Extraído de “Resenha Histórico-Militar das Campanhas de África”, 14º Volume, Comandos. Em “Resenha (...)” vol.7, t.II, pg.648: 

“Foi [a 1ªCCmds] organizada em Fá Mandinga a partir de 09 Julho 1969, exclusivamente com pessoal natural da Guiné e foi formada com base em anteriores Grupos de Comandos existentes junto dos batalhões, tendo iniciado a sua instrução em 06 Fevereiro 1970 e efectuado o juramento de bandeira em 26 Abril 1970. A sub-unidade ficou colocada com sede em Fá Mandinga, (...) após ter terminado o seu treino operacional na região de Bajocunda, de 21 Junho a 15 Julho 1970.”; e ainda, segundo o mesmo título, a págs. 531, no que respeita à 15ª CCmds, “em 04 Maio 1969 regressou a Bissau, já com os efectivos reduzidos a 2 Gr Combate, onde se manteve para recuperação e colaboração (...), de 14 Julho 1969 a 11 Fevereiro 1970, na instrução ministrada em Brá a graduados e praças de outras subunidades», vindo a embarcar de regresso à Metrópole em 10 Março 1970.

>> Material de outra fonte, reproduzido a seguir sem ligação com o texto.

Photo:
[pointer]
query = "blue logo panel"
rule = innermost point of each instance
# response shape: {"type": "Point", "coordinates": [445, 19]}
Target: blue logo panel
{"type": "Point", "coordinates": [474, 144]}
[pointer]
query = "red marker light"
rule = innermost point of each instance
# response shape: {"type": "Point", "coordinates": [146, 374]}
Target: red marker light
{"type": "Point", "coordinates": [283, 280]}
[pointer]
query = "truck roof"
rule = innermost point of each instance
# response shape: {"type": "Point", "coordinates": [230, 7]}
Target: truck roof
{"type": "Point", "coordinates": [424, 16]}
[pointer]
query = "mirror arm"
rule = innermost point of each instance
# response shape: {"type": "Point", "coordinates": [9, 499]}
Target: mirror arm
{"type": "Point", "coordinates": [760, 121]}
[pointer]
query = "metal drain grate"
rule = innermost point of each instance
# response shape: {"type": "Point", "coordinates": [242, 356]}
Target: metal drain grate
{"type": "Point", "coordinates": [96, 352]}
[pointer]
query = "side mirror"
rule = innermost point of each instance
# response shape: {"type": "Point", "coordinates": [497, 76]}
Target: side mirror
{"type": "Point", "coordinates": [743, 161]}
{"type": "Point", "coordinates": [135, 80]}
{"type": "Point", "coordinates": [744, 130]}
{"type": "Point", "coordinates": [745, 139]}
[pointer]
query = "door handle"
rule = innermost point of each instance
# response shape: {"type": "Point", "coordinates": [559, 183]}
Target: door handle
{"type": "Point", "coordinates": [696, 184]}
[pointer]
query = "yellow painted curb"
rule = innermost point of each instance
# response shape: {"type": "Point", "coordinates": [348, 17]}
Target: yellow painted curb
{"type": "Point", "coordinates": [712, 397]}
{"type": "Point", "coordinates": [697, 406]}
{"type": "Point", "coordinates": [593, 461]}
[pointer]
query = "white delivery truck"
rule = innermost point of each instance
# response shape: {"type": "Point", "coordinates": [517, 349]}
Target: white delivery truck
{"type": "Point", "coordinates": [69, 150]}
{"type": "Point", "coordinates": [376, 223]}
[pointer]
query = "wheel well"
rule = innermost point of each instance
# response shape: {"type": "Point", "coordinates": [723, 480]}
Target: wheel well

[3] Nota do editor: o capitão cavalaria comando João de Almeida Bruno foi ajudante-de-campo do Governador e CCFAG general António de Spínola, entre maio de 1968 e julho de 1970, data em que regressou a Lisboa. Em março de 1971 foi promovido a major e voltou à Guiné, assumindo a chefia do COE. A partir de 14 de Julho de 1972 acumulou a chefia daquele COE com o comando do Batalhão de Comandos da Guiné, cargos que desempenhou até 27 de julho de 1973.

[4] Nota do editor: Fortaleza construída em 1696 pelo Capitão-Mor José Pinheiro e reconstruída em 1753. A muralha voltou a ser reconstruída em 1946, era então Governador-Geral o Almirante Sarmento Rodrigues. A fortaleza tem um terreiro quadrado com cerca de 150 metros, rodeado de mangueiras.

[5] Nota do editor: na 6ª feira, 6 fevereiro 1970. (O estádio, inaugurado em 1948, chamava-se Sarmento Rodrigues antes da independência. )(LG)

[6] Nota do editor: “A nossa força militar africana tem-se afirmado gradualmente e inclui agora uma unidade de elite, a 1ª. Companhia de Comandos Africanos, formada exclusivamente pelos filhos nativos da Guiné... A vossa ascensão à posição de Comandos do Exército português marca uma etapa significativa no progresso de todos os Guineenses.” General António de Spínola, discurso em 11 de fevereiro de 1969.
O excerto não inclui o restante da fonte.